An Olympic wrestler says he knew "something weird" was going to happen every time he met with the now-deceased University of Michigan athletic doctor who several former students have said sexually abused them more than four decades ago.
Andy Hrovat, who competed in the 2008 Summer Olympics, told The Associated Press that Dr. Robert E. Anderson touched him inappropriately during medical exams when he was a freshman in 1998.
“From my experience, going into there [an exam with Dr. Anderson], you freeze up because you already know going in something weird is going to happen,” Hrovat told a local Detroit news outlet in an interview.
The university received an onslaught of complaints after opening up a hotline last week urging alleged victims to come forward with their claims against Anderson.
Hrovat said Anderson's alleged inappropriate fondling and touching disguised as part of physical exams for unrelated injuries or health concerns was rumored amongst many of his former teammates or student-athletes.
“My teammates were like, 'Oh, when you go see Doc A, he’s going to, no matter what happens, you go in there, he’s going to make you take your pants off and he’s going to fondle you. The physical touch is very brief, but the mental component of it lasts for a long time,” Hrovat said.

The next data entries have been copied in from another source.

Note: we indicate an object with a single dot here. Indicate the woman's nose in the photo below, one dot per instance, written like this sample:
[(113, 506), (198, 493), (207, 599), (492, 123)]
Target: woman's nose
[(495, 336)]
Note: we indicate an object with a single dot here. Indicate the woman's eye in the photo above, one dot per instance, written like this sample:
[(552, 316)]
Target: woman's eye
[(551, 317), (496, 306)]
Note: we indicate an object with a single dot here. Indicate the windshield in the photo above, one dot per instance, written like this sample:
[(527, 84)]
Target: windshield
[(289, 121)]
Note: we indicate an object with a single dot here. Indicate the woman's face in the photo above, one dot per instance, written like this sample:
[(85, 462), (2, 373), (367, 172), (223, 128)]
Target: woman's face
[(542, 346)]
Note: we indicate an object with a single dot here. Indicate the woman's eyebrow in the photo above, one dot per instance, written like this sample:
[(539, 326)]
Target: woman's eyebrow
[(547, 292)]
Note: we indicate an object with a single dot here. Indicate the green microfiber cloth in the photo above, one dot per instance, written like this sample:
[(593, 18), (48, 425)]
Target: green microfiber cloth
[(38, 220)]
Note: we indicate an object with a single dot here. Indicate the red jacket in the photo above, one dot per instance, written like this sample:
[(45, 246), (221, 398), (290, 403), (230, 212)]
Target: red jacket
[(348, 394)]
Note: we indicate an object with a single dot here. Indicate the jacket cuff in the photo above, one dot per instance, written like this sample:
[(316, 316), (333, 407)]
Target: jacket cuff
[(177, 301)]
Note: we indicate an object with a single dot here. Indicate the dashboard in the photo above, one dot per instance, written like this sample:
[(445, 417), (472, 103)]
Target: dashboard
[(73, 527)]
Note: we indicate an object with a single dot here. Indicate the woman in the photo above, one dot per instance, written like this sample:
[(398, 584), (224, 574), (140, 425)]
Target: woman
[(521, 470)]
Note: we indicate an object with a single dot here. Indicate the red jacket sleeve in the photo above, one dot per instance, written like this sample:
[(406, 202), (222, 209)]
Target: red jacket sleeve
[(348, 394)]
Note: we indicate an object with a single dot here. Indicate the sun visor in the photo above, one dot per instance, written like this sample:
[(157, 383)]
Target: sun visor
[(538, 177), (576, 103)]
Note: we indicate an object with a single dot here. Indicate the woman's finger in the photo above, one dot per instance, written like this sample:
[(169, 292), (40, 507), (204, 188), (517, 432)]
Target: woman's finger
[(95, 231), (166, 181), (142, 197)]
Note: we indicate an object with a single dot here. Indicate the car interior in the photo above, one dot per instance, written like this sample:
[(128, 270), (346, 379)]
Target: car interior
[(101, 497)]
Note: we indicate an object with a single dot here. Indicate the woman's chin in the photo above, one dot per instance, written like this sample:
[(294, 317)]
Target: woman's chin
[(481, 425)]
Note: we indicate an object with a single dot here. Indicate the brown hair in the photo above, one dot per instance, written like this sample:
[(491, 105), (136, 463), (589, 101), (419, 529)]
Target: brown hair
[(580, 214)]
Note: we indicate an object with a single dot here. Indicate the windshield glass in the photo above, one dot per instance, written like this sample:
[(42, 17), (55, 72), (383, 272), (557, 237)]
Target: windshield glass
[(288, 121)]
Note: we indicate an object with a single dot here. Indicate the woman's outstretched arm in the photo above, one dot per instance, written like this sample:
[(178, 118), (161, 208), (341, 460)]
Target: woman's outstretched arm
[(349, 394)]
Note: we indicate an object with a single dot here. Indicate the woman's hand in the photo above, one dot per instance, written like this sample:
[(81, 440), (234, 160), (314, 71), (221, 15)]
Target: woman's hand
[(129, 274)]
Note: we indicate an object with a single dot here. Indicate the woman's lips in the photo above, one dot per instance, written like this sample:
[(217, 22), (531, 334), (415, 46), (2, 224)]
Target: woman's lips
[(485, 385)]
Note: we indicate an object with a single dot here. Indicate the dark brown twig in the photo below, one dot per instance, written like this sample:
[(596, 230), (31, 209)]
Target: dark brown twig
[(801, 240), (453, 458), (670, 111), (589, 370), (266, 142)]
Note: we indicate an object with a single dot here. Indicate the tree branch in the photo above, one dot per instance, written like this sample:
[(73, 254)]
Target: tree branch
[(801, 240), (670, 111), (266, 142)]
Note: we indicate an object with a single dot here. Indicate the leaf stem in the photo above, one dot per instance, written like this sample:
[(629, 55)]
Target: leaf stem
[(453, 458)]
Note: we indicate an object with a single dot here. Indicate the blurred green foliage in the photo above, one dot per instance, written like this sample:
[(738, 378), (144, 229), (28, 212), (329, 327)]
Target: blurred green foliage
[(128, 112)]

Anderson was a former director of University Health Service and a former athletic team physician who worked at the school from 1968 until his retirement in 2003.
Records obtained by the AP revealed University of Michigan officials were warned more than four decades ago that Anderson was fondling patients during medical exams, at times performing unnecessary penis, hernia, rectal and prostate checks but continued to work at the school despite being demoted in1979 from his post as director after the allegations first surfaced. He went on to allegedly abuse patients again as a physician with the school’s athletic department.
Anderson died in 2008.
The university launched an investigation into the deceased doctor after an unnamed former wrestler wrote a letter to current Athletic Director Warde Manuel in 2018 detailing decades-old abuse that allegedly occurred in 1975.
Hrovat, the first former Wolverine athlete to publicly accuse Anderson of wrongdoing, is being represented by attorney Michael Nimmo, part of a Denver-based firm that has vowed to investigate the claims of sexual abuse "to the fullest extent."
The Associated Press contributed to this report.